Ekim 1912’de başlayan I. Balkan Savaşı, Osmanlı kuvvetlerinin Batı Trakya’nın büyük bölümünden çekilmesiyle sonuçlandı. Savaştan büyük kazançla çıkan Yunanistan, aynı zamanda Girit ve öteki bazı adaları topraklarına bağlama olanağını buldu.

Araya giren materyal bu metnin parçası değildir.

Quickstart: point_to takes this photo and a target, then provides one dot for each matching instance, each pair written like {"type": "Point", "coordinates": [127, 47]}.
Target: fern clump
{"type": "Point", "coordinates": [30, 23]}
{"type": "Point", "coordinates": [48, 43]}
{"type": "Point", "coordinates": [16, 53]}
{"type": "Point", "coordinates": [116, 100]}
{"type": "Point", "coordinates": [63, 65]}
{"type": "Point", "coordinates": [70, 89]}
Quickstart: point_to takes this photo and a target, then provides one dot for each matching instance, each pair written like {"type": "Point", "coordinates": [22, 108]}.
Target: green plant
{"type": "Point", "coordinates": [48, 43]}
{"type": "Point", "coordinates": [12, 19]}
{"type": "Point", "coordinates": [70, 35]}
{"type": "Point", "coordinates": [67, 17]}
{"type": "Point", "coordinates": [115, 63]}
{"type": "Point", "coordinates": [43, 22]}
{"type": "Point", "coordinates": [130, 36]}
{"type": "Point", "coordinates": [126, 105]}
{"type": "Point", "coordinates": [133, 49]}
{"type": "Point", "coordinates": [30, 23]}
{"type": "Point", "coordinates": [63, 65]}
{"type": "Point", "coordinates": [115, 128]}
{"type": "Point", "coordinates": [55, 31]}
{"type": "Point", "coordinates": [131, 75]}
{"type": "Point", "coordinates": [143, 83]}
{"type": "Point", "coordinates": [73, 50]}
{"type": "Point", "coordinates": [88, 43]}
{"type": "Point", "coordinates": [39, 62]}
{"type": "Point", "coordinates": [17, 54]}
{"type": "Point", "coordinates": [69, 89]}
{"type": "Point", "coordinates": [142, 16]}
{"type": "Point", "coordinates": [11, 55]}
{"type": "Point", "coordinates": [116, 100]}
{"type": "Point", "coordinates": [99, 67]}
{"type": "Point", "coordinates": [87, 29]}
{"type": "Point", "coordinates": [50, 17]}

Londra Antlaşması’yla beklediği sonucu alamayan Bulgaristan’ın eski müttefiklerine saldırmasıyla Haziran 1913’te çıkan II. Balkan Savaşı’nı sona erdiren Bükreş Antlaşması, Yunanistan’a daha önce ele geçirdiği topraklar ve Makedonya’nın güney kesimi üzerinde kesin bir egemenlik kazandırdı. Ama Balkanlar’daki yeni sınırlar kalıcı bir barış getirmediğinden, Yunanistan’ın Bulgaristan ve Osmanlı Devleti’yle ilişkilerindeki gerginlik sürdü.

Georgios’un ardından Mart 1913’te tahta çıkmış olan I. Konstantinos, I. Dünya Savaşı başladığında Almanya lehine bir tarafsızlık politikasını benimsedi. Bu durum çok geçmeden İtilaf Devletleri’nin yanında yer almayı savunan Venizelos’la bir çatışmanın doğmasına yol açtı. Venizelos’un tutumu büyük ölçüde Bulgaristan tehlikesinden ve itilaf desteğiyle Batı Anadolu’yu ele geçirme umudundan kaynaklanıyordu. Kralı destekleyen Albay İoannis Metaksas başkanlığındaki Yunan genelkurmayının baskısıyla istifa etmek zorunda kalan Venizelos, Sırbistan’a yönelik Bulgar saldırısı üzerine Ekim 1915’te İtilaf kuvvetlerini yardıma çağırdı. Bir yıl kadar süren çekişmelerden sonra da ayrı bir hükümet kurarak Haziran 1917’de Konstantinos’u oğlu Aleksandros lehine tahttan çekilmeye zorladı.

Ardından resmen başbakanlığa dönerek Yunanistan’ı İtilaf Devletleri’nin yanında savaşa soktu. Yunan birlikleri ancak Mayıs 1918’den sonra Makedonya cephesindeki çarpışmalara katıldı. Bununla birlikte Venizelos’un Paris Barış Konferansındaki ustaca manevraları, Yunanistan’a diplomatik alanda çok daha büyük zaferler sağladı. Uzun süre Paris’te kalarak Oniki Adanın İtalya’dan alınması ve Anadolu’daki Yunan işgal bölgesinin genişletilmesi gibi önemli başarılar elde eden Venizelos, Kasım 1920’deki seçimlerde yenilgiye uğradığı gibi Aleksandros’un ölümünden sonra Konstantinos’un kral olarak yeniden ülkeye dönmesini önleyemedi. Bu sırada İzmir’e çıkmış olan Yunan ordusu Anadolu’daki güçlü direnişi kıramayarak Eylül 1921’de savunma konumuna geçti. Yeni başbakan Dimitros Gunaris’in Ingiliz müdahalesi yönündeki girişimlerine karşın, Yunan ordusu 1922 sonbaharına doğru bozgun içinde Anadolu’dan çekildi.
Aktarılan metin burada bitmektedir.